Advocacy group & trade association

The Fisherfolk Movement (in Filipino – Kilusang Mangingisda ng Pilipinas or KM) is a coalition of eight federation and alliances of small fisherfolk in the Philippines. It was founded in January 2002 in Cebu City, Philippines.

The coalition's agenda is to:
1. stop Fish Trade Liberalization in the Philippines
2. strengthen policies that support sustainable fishery practices in the country
3. forge the broadest unity among the fisherfolk sector in the Philippines.

From its beginning in Banilad, Cebu City, KM as the coalition is now known, has continuously campaigned for the interest of the small and marginalized fisherfolk of the country.

It has championed the cause of the sector through its high-profile campaigns through mobilization, propaganda and education.

It has actively joined Laban ng Masa/ Fight of the Masses(a coalition of political parties and social movement in the Philippines) in its political struggle against what it considers to be the corrupt and inept Arroyo Regime in the Philippines. It sought the ouster of Mrs. Gloria Macapagal Arroyo from the presidency and the establishment of a Transitional Revolutionary Government.

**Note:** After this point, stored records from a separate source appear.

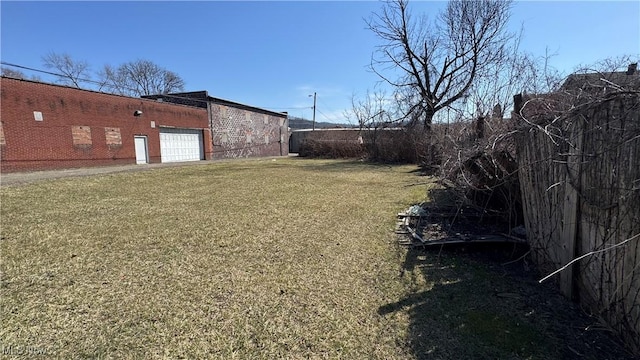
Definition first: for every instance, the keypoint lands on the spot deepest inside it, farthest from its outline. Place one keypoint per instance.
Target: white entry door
(142, 156)
(181, 145)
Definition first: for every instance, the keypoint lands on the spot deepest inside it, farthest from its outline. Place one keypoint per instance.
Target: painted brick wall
(240, 133)
(82, 128)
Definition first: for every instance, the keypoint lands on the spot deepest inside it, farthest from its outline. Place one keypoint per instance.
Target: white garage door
(181, 145)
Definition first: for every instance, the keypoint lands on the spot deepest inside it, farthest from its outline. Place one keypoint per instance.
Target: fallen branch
(588, 254)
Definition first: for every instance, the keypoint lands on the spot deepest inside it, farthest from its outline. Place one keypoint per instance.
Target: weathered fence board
(580, 183)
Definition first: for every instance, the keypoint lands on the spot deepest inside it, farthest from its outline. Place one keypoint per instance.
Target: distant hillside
(299, 123)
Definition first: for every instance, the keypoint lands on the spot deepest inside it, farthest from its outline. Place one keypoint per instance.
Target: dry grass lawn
(252, 259)
(258, 259)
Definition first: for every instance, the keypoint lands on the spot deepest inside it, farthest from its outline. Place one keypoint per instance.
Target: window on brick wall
(113, 137)
(81, 135)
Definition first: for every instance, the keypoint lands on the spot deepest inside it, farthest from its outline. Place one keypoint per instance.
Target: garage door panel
(181, 145)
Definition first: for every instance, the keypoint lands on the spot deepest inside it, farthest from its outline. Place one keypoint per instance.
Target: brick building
(238, 130)
(45, 126)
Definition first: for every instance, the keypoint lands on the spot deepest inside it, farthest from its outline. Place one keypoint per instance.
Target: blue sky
(274, 54)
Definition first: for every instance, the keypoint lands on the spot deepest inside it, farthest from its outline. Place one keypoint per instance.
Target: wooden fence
(580, 183)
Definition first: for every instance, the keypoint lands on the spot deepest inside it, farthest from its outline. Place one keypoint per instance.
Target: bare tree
(141, 77)
(439, 61)
(72, 72)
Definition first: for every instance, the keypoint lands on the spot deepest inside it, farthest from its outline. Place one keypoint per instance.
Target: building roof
(201, 98)
(605, 81)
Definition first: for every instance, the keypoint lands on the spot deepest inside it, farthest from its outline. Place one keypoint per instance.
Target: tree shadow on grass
(473, 307)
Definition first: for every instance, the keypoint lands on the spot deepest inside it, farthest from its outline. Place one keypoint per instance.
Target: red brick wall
(239, 133)
(80, 128)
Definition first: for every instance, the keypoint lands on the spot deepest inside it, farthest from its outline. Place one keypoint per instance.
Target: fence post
(571, 207)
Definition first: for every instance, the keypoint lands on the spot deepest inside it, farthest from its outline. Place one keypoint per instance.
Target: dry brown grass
(285, 259)
(263, 259)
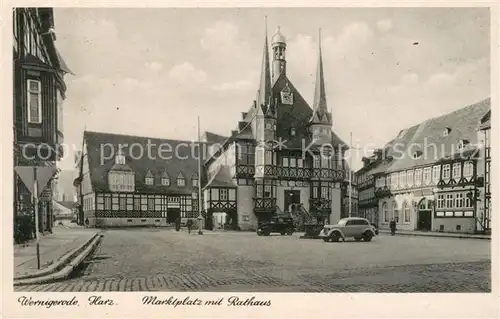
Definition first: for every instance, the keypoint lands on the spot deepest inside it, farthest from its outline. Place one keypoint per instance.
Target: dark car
(282, 225)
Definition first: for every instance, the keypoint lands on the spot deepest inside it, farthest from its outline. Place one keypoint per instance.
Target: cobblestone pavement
(164, 260)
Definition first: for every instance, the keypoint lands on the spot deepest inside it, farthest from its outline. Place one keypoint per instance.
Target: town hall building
(283, 158)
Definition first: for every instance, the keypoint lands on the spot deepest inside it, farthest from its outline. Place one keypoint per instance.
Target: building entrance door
(173, 214)
(291, 197)
(424, 220)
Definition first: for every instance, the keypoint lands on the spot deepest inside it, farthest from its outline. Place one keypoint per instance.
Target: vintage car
(351, 227)
(282, 225)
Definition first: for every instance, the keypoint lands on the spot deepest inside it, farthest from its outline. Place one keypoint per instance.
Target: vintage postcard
(250, 159)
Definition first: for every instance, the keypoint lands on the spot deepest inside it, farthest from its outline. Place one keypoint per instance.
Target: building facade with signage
(433, 183)
(39, 93)
(283, 157)
(123, 182)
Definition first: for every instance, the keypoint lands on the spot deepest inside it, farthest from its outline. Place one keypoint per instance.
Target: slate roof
(463, 124)
(157, 163)
(222, 178)
(292, 116)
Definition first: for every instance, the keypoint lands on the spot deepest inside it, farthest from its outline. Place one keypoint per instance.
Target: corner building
(282, 158)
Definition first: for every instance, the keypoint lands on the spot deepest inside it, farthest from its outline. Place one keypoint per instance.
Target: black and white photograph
(251, 150)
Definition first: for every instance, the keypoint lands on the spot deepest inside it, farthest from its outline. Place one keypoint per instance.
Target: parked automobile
(351, 227)
(282, 225)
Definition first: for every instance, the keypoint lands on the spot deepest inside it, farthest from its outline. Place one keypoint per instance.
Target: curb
(441, 236)
(75, 258)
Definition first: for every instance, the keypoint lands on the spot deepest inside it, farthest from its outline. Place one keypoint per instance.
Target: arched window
(165, 180)
(194, 180)
(149, 180)
(406, 212)
(180, 180)
(385, 213)
(395, 212)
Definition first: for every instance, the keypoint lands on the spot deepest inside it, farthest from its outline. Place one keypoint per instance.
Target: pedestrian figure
(189, 224)
(178, 224)
(392, 225)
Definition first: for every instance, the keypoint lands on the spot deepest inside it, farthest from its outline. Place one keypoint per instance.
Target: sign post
(37, 230)
(35, 178)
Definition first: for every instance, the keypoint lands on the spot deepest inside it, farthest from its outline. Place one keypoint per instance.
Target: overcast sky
(150, 72)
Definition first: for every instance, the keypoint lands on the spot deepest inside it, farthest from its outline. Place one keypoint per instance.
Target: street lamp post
(200, 216)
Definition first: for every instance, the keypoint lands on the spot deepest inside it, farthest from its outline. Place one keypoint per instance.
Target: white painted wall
(246, 218)
(336, 205)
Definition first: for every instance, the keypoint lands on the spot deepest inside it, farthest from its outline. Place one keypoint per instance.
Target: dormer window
(149, 180)
(180, 180)
(461, 144)
(165, 180)
(194, 180)
(120, 158)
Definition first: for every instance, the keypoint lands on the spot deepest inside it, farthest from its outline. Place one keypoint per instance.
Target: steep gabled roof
(463, 124)
(158, 161)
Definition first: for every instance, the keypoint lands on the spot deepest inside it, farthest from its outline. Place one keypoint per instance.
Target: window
(402, 179)
(149, 180)
(468, 201)
(409, 178)
(406, 212)
(137, 203)
(180, 180)
(468, 169)
(60, 110)
(123, 203)
(418, 177)
(446, 171)
(194, 180)
(269, 158)
(385, 213)
(395, 212)
(427, 175)
(457, 170)
(440, 201)
(267, 191)
(459, 200)
(325, 192)
(285, 161)
(223, 194)
(107, 203)
(165, 181)
(34, 102)
(449, 201)
(436, 170)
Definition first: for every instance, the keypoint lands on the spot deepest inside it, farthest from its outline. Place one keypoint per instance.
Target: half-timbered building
(128, 180)
(39, 93)
(429, 182)
(283, 154)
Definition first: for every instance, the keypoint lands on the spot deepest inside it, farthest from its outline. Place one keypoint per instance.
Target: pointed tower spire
(264, 100)
(320, 108)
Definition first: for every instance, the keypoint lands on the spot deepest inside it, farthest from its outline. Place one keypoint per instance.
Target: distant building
(39, 93)
(117, 188)
(484, 173)
(425, 187)
(272, 163)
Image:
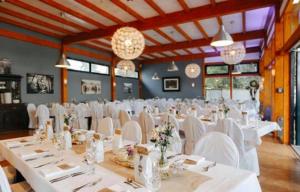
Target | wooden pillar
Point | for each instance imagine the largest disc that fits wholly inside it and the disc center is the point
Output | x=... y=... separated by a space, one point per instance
x=140 y=83
x=63 y=80
x=113 y=83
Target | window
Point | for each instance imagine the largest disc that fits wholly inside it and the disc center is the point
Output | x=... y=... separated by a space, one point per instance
x=217 y=69
x=217 y=88
x=246 y=68
x=77 y=65
x=101 y=69
x=123 y=73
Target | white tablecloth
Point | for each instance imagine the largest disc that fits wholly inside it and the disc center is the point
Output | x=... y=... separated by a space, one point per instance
x=223 y=178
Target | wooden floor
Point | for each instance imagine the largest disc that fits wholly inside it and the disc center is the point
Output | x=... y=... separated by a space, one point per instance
x=279 y=165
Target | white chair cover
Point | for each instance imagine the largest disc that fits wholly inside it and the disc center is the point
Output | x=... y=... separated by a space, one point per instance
x=218 y=147
x=80 y=122
x=4 y=185
x=105 y=126
x=147 y=124
x=96 y=113
x=59 y=112
x=31 y=109
x=132 y=131
x=193 y=130
x=42 y=113
x=124 y=117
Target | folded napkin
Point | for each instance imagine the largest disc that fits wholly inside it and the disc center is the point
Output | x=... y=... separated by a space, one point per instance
x=25 y=154
x=54 y=170
x=193 y=160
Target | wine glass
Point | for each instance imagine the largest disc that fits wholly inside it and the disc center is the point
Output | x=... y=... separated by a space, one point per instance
x=153 y=182
x=90 y=155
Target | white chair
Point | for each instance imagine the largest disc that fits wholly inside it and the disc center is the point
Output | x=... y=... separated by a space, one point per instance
x=96 y=113
x=248 y=154
x=18 y=187
x=123 y=117
x=59 y=112
x=132 y=131
x=218 y=147
x=31 y=109
x=193 y=130
x=147 y=124
x=43 y=115
x=105 y=126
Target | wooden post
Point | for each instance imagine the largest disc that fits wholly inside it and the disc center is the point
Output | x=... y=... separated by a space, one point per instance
x=140 y=84
x=63 y=80
x=113 y=78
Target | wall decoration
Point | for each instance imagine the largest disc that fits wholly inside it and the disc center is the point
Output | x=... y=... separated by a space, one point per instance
x=90 y=86
x=171 y=84
x=39 y=83
x=127 y=87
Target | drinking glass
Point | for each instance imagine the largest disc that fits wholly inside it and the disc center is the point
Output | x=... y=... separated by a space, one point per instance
x=153 y=182
x=90 y=155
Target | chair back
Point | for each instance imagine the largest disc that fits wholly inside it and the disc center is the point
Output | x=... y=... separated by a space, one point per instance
x=132 y=131
x=193 y=130
x=123 y=117
x=147 y=124
x=4 y=185
x=105 y=126
x=218 y=147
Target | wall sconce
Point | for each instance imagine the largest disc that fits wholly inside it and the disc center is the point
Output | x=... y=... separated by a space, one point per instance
x=273 y=72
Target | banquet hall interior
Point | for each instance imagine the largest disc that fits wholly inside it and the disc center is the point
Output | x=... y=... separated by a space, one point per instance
x=149 y=95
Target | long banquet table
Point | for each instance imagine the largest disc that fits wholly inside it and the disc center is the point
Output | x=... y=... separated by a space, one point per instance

KM's campaign to stop the liberalization of the fishing industry of the Philippines has culminated in the founding of the South East Asia Fisherfolk Movement or SEA-FM. The Asian small fisherfolk was formed in recognition of the need to consolidate its ranks in the region in order for them to protect their livelihood and fishing grounds from the onslaught made by trade liberalization.

== Protests ==
KM and its South East Asian counterparts in December 2005 rallied in Hong Kong at the 6th Ministerial Meeting of the World Trade Organization (WTO). It utilized a "fluvial parade" or the parade of boats and ships in the harbour fronting the convention center where the WTO meeting was being held as the means to protest the ongoing talks that would further enhance international policies on fisheries trade.

In the culmination of its campaign on the so-called Doha development round in 2006, KM again with its allies in the South East Asian region went to Geneva, Switzerland. For the 1st time in Geneva, a water based campaign, using Asian boats (which were crafted in advance by Asian fisherfolk that went to Geneva) was successfully made. The Asian boats were joined by local yachts and campaigners in its campaign in Lake Geneva.